Microsoft has built in a variety of security features in Windows 11. Among them, a security option called Smart Application Control (SAC) is quite special. This option uses a zero-trust mechanism and was originally only enabled by default when installing the system to prevent untrusted software from running on the computer. According to Microsoft's original design principles, Smart Application Control only runs on clean systems that are newly installed. If the user tries to disable it, the Smart Application Control feature no longer considers the system to be safe, so it cannot be enabled again after being disabled.
If the user wants to enable this feature again, they must reinstall the system. Recently, the smart application control function accidentally killed the ASUS Ultron Center on the ASUS ROG gaming handheld console. At that time, the user either disabled smart application control or waited for Microsoft to update the handheld console.
Obviously, this approach is very inconvenient for users, especially considering Microsoft's update quality issues. For example, if you accidentally kill a software, you have to wait for Microsoft to unblock it. Users cannot disable smart application control or add whitelists (this feature does not provide a whitelist mechanism).

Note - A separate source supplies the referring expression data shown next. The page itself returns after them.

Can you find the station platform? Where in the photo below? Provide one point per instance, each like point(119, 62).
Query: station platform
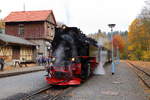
point(22, 70)
point(123, 85)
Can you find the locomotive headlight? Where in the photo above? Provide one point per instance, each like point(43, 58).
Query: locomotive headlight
point(73, 59)
point(53, 59)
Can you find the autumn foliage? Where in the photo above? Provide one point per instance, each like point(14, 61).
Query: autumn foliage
point(118, 42)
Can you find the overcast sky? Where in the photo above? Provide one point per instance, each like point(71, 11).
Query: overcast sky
point(88, 15)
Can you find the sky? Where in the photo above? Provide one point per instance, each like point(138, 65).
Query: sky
point(88, 15)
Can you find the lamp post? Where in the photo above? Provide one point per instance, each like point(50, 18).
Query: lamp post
point(118, 55)
point(113, 65)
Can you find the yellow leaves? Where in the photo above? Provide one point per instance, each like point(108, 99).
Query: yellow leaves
point(2, 24)
point(119, 42)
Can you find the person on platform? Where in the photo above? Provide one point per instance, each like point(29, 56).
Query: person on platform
point(1, 64)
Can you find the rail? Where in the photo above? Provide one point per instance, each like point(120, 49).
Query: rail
point(144, 76)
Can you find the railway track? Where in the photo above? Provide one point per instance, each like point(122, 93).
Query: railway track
point(142, 74)
point(48, 93)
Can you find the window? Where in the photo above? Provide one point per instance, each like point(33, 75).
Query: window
point(21, 29)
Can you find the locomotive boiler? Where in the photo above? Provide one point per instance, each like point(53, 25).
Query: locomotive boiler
point(74, 57)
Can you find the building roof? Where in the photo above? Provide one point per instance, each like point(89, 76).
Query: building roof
point(14, 40)
point(26, 16)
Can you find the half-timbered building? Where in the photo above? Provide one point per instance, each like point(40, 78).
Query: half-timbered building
point(35, 26)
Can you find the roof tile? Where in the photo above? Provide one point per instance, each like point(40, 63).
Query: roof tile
point(21, 16)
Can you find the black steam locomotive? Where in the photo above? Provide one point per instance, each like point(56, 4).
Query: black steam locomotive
point(74, 57)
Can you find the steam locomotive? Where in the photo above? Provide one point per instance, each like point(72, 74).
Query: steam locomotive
point(74, 57)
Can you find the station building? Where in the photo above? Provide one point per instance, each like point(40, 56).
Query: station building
point(37, 27)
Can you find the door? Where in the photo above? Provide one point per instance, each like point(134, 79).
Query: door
point(15, 52)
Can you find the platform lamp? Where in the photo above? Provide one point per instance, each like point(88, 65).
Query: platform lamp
point(118, 55)
point(113, 64)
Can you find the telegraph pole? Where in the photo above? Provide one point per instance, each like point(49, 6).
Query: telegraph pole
point(112, 47)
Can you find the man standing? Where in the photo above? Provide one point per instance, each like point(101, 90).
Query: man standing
point(1, 64)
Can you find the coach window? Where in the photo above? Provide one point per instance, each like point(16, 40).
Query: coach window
point(21, 29)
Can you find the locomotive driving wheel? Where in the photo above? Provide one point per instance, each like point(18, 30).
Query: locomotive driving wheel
point(86, 71)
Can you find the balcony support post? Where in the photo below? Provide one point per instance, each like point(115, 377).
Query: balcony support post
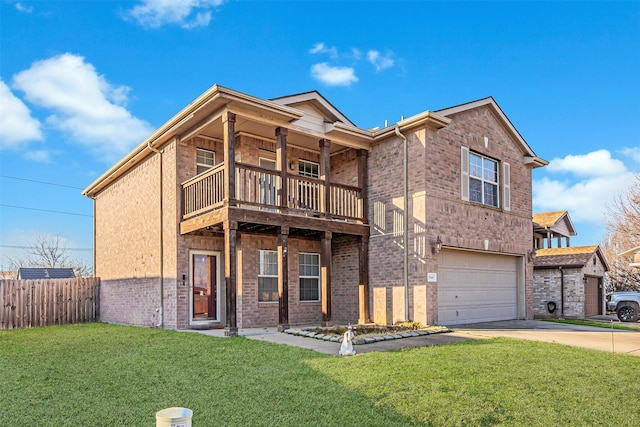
point(231, 277)
point(363, 273)
point(325, 277)
point(362, 183)
point(282, 165)
point(283, 278)
point(325, 176)
point(229, 136)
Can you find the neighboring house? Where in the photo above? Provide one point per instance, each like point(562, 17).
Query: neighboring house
point(45, 273)
point(243, 212)
point(568, 282)
point(552, 225)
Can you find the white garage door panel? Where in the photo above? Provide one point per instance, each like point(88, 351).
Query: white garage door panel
point(476, 287)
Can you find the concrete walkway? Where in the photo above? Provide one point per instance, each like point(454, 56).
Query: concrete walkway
point(605, 339)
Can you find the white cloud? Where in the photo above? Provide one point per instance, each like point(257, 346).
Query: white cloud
point(596, 163)
point(594, 181)
point(22, 8)
point(40, 156)
point(322, 48)
point(333, 76)
point(17, 127)
point(378, 61)
point(632, 153)
point(84, 105)
point(157, 13)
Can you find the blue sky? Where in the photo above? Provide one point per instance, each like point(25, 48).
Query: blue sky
point(82, 82)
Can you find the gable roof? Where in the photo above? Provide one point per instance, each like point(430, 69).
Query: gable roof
point(489, 102)
point(45, 273)
point(571, 257)
point(316, 99)
point(634, 253)
point(559, 222)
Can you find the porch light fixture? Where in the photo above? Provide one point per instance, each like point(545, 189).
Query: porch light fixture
point(437, 247)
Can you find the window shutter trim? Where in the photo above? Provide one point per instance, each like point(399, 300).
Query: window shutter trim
point(507, 186)
point(464, 173)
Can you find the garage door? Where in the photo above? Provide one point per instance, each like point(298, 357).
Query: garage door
point(476, 287)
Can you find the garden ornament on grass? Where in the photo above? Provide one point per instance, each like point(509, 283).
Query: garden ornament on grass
point(346, 348)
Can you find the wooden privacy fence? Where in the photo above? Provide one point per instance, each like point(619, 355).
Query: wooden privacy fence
point(31, 303)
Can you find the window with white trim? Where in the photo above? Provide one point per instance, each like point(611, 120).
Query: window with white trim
point(309, 277)
point(267, 276)
point(205, 160)
point(309, 169)
point(481, 180)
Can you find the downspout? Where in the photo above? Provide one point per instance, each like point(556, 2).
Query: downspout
point(561, 292)
point(405, 225)
point(161, 308)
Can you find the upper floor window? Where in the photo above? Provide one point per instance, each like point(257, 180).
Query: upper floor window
point(205, 159)
point(308, 169)
point(481, 180)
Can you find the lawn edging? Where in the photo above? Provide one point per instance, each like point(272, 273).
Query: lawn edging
point(312, 333)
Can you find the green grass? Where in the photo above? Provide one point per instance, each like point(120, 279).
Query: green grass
point(610, 325)
point(105, 375)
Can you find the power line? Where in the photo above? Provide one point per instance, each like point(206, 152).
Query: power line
point(30, 247)
point(44, 210)
point(40, 182)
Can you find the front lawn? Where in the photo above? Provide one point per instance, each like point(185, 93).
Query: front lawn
point(105, 375)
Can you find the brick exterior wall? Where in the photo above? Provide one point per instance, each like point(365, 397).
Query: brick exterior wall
point(436, 209)
point(127, 231)
point(345, 278)
point(127, 243)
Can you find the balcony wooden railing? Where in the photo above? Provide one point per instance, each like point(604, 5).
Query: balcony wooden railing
point(203, 192)
point(261, 188)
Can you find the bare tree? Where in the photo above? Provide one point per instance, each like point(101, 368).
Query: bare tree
point(49, 252)
point(623, 233)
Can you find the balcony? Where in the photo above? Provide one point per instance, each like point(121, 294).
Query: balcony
point(261, 189)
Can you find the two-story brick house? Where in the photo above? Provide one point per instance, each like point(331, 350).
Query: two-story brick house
point(245, 212)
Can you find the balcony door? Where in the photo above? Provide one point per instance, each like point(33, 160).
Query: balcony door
point(308, 196)
point(204, 286)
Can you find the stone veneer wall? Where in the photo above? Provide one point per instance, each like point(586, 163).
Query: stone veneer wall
point(547, 287)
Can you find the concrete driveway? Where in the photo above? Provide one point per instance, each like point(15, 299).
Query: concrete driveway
point(605, 339)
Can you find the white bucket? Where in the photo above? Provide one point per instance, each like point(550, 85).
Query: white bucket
point(174, 417)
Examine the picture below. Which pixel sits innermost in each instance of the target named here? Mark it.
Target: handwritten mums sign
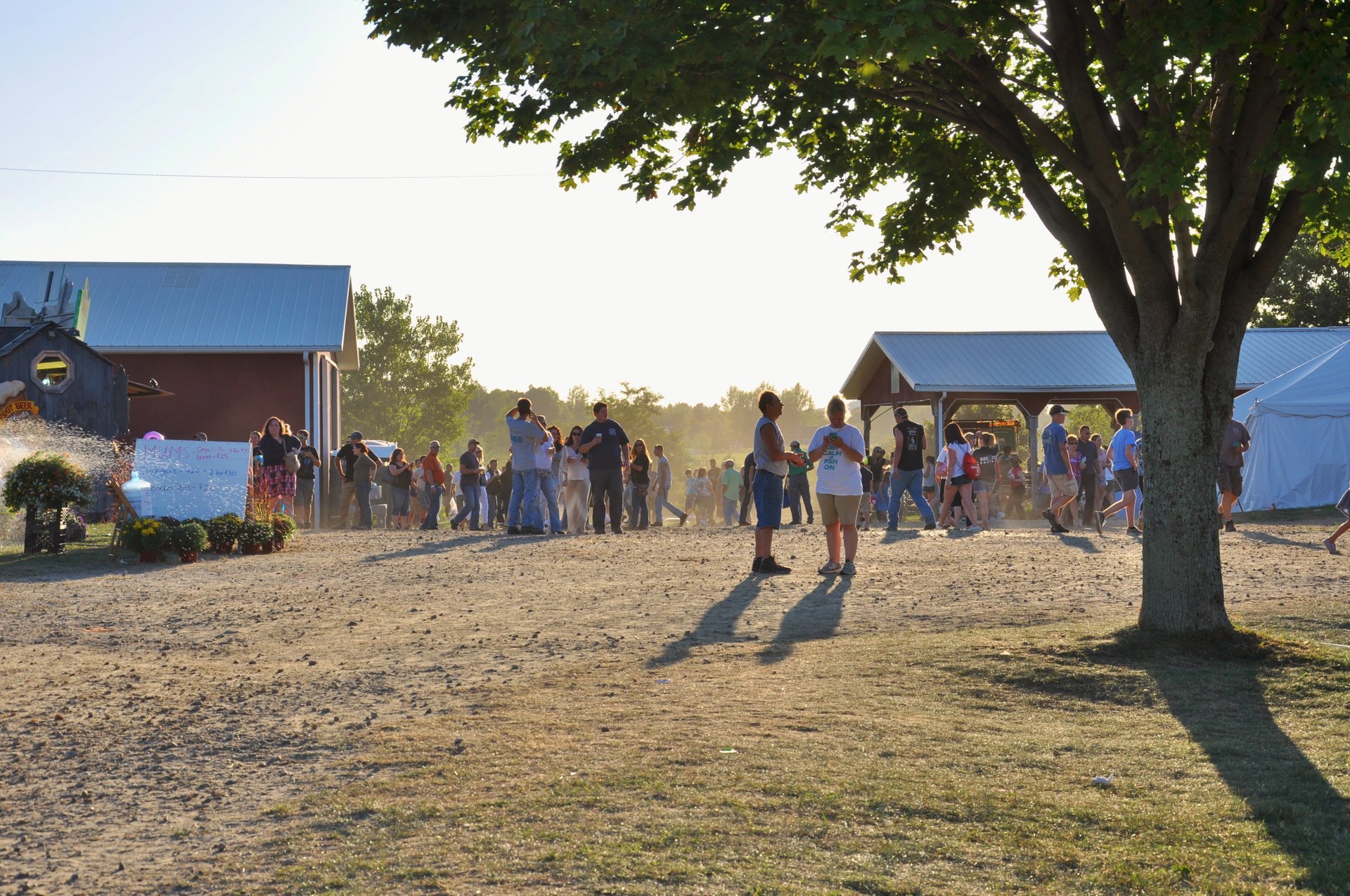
(200, 479)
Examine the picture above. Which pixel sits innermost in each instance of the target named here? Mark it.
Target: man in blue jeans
(605, 446)
(908, 472)
(470, 476)
(525, 434)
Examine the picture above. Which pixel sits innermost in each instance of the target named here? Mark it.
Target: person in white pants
(662, 488)
(575, 483)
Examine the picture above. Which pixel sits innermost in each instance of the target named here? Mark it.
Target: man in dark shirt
(345, 463)
(908, 470)
(470, 476)
(605, 446)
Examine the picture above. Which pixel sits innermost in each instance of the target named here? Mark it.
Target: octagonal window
(51, 372)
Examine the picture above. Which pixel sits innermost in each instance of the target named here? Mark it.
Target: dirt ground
(150, 717)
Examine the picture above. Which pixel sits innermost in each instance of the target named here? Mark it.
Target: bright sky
(550, 287)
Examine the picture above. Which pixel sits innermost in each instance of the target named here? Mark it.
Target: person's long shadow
(1222, 705)
(816, 616)
(717, 625)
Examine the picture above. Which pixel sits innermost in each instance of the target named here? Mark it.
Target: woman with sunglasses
(575, 483)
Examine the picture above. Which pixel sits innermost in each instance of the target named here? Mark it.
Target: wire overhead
(273, 177)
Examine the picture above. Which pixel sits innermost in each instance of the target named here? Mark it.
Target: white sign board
(200, 479)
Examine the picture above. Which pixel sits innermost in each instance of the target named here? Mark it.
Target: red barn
(233, 343)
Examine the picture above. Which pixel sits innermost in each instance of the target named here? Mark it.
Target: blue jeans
(524, 500)
(909, 481)
(662, 501)
(364, 502)
(434, 493)
(769, 500)
(548, 488)
(468, 509)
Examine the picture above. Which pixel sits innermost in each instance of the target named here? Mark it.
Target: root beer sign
(18, 409)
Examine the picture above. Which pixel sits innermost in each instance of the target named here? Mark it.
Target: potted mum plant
(149, 538)
(223, 532)
(255, 538)
(283, 529)
(45, 483)
(188, 540)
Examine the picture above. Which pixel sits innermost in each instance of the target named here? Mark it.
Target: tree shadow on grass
(816, 616)
(1215, 692)
(717, 625)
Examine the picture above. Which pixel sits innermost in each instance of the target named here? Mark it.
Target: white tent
(1300, 435)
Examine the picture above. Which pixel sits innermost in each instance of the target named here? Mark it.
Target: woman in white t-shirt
(837, 450)
(958, 482)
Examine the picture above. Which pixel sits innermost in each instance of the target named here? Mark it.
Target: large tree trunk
(1187, 400)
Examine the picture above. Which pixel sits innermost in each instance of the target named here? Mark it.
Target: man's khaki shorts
(836, 507)
(1062, 486)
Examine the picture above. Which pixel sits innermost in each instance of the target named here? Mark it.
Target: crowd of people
(597, 479)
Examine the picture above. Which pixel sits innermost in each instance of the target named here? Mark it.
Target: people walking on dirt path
(1055, 443)
(662, 482)
(1344, 507)
(1235, 443)
(1125, 467)
(771, 463)
(798, 488)
(470, 474)
(840, 450)
(908, 472)
(959, 483)
(525, 434)
(605, 446)
(434, 486)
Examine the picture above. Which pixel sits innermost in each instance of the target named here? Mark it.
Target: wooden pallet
(123, 514)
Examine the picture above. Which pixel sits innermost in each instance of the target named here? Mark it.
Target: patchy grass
(889, 764)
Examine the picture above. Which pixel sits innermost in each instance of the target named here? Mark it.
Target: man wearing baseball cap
(434, 483)
(345, 462)
(908, 472)
(798, 488)
(1055, 441)
(470, 478)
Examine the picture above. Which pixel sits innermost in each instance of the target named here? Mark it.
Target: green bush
(254, 532)
(46, 479)
(188, 538)
(223, 531)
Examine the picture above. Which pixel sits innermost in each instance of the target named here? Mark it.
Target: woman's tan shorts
(835, 507)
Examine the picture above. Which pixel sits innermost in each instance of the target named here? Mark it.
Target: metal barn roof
(202, 308)
(1060, 362)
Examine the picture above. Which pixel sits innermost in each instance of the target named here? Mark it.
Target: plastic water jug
(138, 494)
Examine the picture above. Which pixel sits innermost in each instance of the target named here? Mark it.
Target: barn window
(51, 372)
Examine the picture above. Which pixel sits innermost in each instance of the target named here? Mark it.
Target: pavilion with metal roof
(1031, 370)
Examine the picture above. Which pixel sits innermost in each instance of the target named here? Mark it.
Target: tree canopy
(409, 389)
(1311, 289)
(1174, 148)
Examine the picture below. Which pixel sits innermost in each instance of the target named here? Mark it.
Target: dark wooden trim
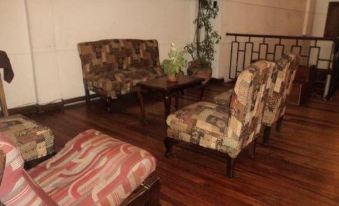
(35, 108)
(283, 36)
(230, 166)
(266, 135)
(148, 193)
(328, 25)
(51, 107)
(217, 80)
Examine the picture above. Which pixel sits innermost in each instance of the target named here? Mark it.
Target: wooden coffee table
(168, 89)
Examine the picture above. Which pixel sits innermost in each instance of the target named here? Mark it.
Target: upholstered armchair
(277, 97)
(229, 128)
(282, 78)
(92, 169)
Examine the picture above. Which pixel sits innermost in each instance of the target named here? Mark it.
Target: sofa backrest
(118, 54)
(248, 101)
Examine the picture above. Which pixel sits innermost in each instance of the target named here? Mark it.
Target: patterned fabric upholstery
(227, 130)
(33, 140)
(224, 98)
(17, 187)
(114, 67)
(281, 84)
(92, 169)
(2, 164)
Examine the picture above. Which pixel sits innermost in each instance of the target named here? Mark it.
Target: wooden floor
(299, 167)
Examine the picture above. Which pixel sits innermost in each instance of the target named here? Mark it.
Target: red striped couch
(92, 169)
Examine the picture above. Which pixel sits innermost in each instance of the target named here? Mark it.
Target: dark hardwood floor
(299, 167)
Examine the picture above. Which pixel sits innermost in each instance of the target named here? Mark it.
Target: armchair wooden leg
(252, 147)
(279, 124)
(266, 136)
(87, 95)
(169, 143)
(230, 167)
(108, 104)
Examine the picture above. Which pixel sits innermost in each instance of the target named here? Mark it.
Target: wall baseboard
(217, 80)
(36, 108)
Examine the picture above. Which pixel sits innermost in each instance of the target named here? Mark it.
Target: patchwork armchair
(229, 128)
(113, 67)
(92, 169)
(275, 108)
(282, 79)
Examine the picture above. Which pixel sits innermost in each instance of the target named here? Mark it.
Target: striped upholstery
(227, 129)
(92, 169)
(282, 79)
(32, 139)
(17, 187)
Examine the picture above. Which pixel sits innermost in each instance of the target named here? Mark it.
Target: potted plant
(173, 65)
(202, 49)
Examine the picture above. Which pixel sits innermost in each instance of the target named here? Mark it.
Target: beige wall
(320, 15)
(56, 26)
(42, 44)
(278, 17)
(14, 39)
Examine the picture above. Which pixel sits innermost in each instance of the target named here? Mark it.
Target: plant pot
(200, 70)
(172, 78)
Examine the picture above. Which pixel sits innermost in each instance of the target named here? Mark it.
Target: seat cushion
(224, 98)
(32, 139)
(92, 169)
(202, 123)
(113, 83)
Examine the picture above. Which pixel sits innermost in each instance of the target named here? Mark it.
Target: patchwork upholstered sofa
(92, 169)
(113, 67)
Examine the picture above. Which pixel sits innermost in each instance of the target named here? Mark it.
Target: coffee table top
(161, 83)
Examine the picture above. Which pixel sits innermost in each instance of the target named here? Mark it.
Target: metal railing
(246, 48)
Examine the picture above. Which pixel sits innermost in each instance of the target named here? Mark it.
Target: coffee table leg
(177, 101)
(202, 92)
(167, 102)
(142, 106)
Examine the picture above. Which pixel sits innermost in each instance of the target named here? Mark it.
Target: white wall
(56, 26)
(320, 15)
(68, 22)
(277, 17)
(14, 39)
(41, 39)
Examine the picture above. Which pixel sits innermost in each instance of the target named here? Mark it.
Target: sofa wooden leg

For this reason, in the latest Windows 11 beta, Microsoft has begun to change the way the smart application control function works. At least in the Windows 11 24H2/25H2 version, Microsoft will allow users to disable and then re-enable the smart application control function.
As a security recommendation, unless there is a good reason to disable this feature, users should always keep smart application control turned on. Although there may be accidental killing, it is still very helpful to improve security.